When I flipped it over, the note that was written to Ms. Ethel Wills on November 22, 1909, said:

“I will be there Sunday night at 8:00 p.m.”

But it was the cryptic message in the upper left hand corner that sparked my thoughts – and my imagination.

It said simply, “My name is under the stamp.”   Sure enough, you can see the imprint of the stamp and the name of Robert that was written in that space.

What was this?  What was I reading?   A star-crossed or unrequited love?  A secret love?  Did Ethel even know Robert or was Robert merely a version of a modern day cyber stalker who was using the medium at the time to frighten Ms. Ethel Wills?

So many questions.  So many thoughts.


As Robert was writing those words to Ethel, I’m sure he would never imagine that 107 years later that I would be reading the words he had written. I don’t know the story behind Robert and Ethel, but I feel as if I’ve somehow invaded their privacy and am sharing it for all to see.  I hope he doesn’t mind.

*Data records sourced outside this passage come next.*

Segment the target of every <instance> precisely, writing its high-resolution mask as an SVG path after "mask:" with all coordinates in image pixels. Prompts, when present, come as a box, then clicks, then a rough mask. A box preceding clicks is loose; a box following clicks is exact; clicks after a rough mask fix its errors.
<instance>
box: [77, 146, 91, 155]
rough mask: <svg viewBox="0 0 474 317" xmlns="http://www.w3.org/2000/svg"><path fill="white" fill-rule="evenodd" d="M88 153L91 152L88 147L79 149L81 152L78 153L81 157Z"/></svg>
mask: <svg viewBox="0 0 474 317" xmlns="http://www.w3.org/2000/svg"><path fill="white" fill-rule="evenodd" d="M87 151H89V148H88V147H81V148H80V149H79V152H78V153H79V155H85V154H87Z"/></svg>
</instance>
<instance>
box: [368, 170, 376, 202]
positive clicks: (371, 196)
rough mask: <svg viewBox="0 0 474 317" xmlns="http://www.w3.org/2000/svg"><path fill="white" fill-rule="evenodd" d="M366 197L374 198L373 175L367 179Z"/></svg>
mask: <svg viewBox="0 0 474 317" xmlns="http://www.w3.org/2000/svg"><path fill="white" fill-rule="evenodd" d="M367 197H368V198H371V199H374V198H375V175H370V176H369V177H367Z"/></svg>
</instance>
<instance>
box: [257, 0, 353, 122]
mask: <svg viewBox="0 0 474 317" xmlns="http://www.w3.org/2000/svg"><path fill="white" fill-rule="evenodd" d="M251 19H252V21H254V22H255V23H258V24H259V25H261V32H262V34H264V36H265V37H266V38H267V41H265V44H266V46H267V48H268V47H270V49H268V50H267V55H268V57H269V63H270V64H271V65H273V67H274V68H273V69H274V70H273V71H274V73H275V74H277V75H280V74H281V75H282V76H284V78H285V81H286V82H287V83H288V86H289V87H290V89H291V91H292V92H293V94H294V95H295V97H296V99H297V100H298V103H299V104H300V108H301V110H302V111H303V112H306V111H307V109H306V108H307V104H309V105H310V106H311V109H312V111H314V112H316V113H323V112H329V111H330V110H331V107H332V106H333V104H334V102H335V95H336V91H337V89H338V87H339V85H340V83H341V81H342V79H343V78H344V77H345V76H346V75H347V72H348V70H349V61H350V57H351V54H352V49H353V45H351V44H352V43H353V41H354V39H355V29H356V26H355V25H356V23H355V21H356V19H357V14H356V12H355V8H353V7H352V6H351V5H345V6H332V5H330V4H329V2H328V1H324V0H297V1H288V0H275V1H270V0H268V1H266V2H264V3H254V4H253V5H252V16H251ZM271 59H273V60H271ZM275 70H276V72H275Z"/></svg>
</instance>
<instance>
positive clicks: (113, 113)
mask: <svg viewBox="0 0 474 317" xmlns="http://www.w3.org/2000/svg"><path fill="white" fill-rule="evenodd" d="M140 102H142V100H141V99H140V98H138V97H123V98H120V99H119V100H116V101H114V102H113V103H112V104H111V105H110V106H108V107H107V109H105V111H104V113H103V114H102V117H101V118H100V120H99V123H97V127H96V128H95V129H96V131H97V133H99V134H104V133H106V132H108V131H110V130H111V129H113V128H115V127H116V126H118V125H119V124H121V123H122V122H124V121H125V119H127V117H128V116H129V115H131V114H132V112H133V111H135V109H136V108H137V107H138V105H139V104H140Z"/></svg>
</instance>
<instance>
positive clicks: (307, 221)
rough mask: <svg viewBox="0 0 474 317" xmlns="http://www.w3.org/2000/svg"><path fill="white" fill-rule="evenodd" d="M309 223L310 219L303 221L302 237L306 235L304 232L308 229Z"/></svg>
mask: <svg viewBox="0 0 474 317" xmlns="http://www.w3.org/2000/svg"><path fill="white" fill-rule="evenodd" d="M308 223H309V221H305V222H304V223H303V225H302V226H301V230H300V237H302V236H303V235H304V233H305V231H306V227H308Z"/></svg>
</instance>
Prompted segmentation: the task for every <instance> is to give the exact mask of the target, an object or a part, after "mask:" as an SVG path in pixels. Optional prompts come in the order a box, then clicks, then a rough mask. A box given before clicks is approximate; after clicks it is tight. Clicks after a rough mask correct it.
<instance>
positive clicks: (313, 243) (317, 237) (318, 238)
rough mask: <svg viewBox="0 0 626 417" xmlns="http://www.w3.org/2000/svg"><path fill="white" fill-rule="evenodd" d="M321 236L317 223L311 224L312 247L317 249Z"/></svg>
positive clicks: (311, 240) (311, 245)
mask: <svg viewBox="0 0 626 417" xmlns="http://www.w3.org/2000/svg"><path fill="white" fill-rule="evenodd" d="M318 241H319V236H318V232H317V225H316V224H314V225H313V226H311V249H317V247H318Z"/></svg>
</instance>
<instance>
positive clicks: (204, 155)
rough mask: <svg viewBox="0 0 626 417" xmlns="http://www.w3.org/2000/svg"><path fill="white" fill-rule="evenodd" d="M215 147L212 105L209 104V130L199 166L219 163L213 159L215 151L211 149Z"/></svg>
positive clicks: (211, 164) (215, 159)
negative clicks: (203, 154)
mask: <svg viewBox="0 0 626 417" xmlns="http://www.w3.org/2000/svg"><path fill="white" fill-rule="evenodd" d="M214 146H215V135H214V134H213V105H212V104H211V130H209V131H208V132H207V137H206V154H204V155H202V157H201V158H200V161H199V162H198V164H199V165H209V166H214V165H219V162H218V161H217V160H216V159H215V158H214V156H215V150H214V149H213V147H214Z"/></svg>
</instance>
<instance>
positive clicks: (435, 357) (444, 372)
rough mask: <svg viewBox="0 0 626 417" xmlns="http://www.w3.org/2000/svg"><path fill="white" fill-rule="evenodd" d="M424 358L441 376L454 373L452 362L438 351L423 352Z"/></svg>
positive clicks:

But Robert gives us a stark reminder of how the actions we take live on and touch people that we may or may not know.

That’s our legacy.

Legacies are funny things.  You don’t have to be Steve Jobs, Richard Branson, or Oprah Winfrey to have a great legacy. Being a billionaire genius or famous entrepreneur isn’t what makes a legacy.

All you have to be is you.

You may not care about your legacy.  Fair enough.

But what if you do?

The mistake we make in thinking about legacies is that it’s an afterthought – something that we leave behind rather than thinking about it in present terms. We fail to realize that we control the legacy we are leaving every day.

If you don’t like the way your legacy is unfolding, change it. The decisions you make, actions you take, and the influence you have on others impact what is said, remembered, and revealed about you.

If you care about your legacy, you have to invest time, energy, and strength into connecting with life and with others in a way that truly matters. If you want to leave a great legacy, plant the seeds of transformation now and watch as they grow.

A small snippet of Robert’s legacy has lived on and it’s in my possession. I’ll never know if he made it see Ethel on that Sunday night at 8:00 p.m. I hope they were able to live a good life, full of joy instead of sorrows.

I’ll protect his postcard while it’s in my possession and maybe one day, 107 years from now another person meandering through whatever version of a store or shopping mechanism there will be at that time, can find this postcard from the past.

Legacies cross generations so the postcard will always be a reminder that if you want a legacy that matters, it’s your actions of today that will take it into the future.